By Katharina Wilhelm, ARD Studio Los Angeles

California’s “white gold,” as it’s been called, is found in an unreal place: the Salton Sea in southern California. A former holiday paradise where no one wants to live anymore. In the 1950s and 1960s, the lake, which is about a three-hour drive from Los Angeles, was touted as a recreational area, where stars like Frank Sinatra and the Beach Boys also stayed. The Salton Sea is now considered a toxic waste dump: the hotels have become ramshackle, and unemployment in the once prosperous region is high.

Nature has a hard time against salt

Among other things, the immense pollution of the lake is to blame – among other things from the surrounding agriculture, explains Michael Cohen from the research institute Pacific Institute: “So much fertilizer ends up in the water and it has such a high salt content that it is becoming increasingly difficult for fish to live there. And with that, there’s less and less food for the birds, so they stay away.”

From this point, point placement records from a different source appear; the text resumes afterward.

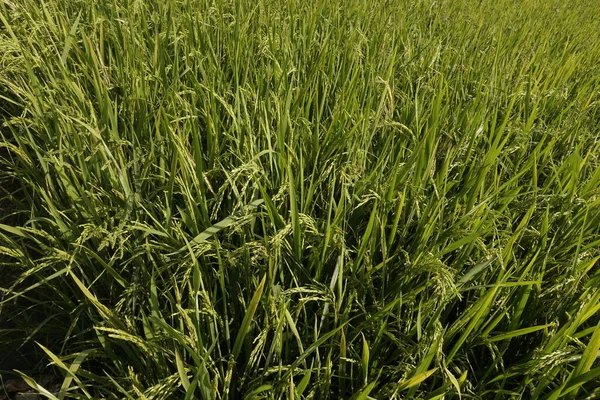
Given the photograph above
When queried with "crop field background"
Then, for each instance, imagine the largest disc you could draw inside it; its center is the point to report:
(234, 199)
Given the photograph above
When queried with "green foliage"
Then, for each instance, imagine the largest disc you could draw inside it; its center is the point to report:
(231, 199)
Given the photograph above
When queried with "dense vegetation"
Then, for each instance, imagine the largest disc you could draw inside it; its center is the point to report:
(233, 199)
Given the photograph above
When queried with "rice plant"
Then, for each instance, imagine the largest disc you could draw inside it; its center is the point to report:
(233, 199)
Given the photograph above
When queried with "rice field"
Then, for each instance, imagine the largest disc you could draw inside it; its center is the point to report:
(233, 199)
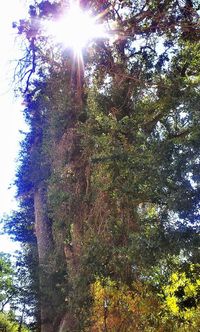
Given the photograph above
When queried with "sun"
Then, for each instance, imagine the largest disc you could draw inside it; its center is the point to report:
(75, 29)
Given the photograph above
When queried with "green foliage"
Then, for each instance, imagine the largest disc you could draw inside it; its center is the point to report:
(8, 324)
(7, 286)
(118, 157)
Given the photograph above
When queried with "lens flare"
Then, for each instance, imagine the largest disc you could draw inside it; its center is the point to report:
(75, 29)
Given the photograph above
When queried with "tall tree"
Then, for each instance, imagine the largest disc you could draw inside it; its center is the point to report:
(112, 158)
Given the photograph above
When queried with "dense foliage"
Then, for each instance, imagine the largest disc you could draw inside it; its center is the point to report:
(108, 180)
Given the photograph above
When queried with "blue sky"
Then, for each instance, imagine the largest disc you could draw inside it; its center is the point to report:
(11, 119)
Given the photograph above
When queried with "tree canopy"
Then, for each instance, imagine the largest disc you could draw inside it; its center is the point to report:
(108, 179)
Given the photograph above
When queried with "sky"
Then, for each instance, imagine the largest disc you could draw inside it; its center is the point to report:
(11, 118)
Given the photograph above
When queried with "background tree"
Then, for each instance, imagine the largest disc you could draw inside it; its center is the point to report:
(109, 171)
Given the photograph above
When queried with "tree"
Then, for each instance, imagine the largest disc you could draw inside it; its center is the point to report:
(110, 166)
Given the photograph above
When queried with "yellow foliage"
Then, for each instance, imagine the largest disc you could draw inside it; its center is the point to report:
(116, 307)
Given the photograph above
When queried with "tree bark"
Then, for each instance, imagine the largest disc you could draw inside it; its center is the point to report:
(44, 244)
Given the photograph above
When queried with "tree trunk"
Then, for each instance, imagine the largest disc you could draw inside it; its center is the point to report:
(44, 244)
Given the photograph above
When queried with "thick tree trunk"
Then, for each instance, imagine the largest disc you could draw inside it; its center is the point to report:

The Salton Sea was created artificially by an accident in 1905 when a pipeline ruptured and flooded the Salton Depression for two years. The lake currently has neither inflows nor outflows. The water simply evaporates and therefore has a salinity that is far higher than in the sea. This repeatedly leads to environmental disasters: in 1999, around 7.6 million fish died in the salty waters.

A treasure that is difficult to recover

But beneath the murky, gray-brown water lies a huge treasure trove of lithium that experts say could cover about 40 percent of current world demand. Three companies are in the starting blocks to get the valuable metal out of the ground. “We think we can get 90,000 tons a year in a market that’s producing 300,000 tons a year worldwide,” says Jonathan Weisgall of Berkshire Hathaway, one of the companies driving lithium mining. “Not only would we become number one in the US, but we could compete with companies from Australia and South America,” Weisgall told a local television station.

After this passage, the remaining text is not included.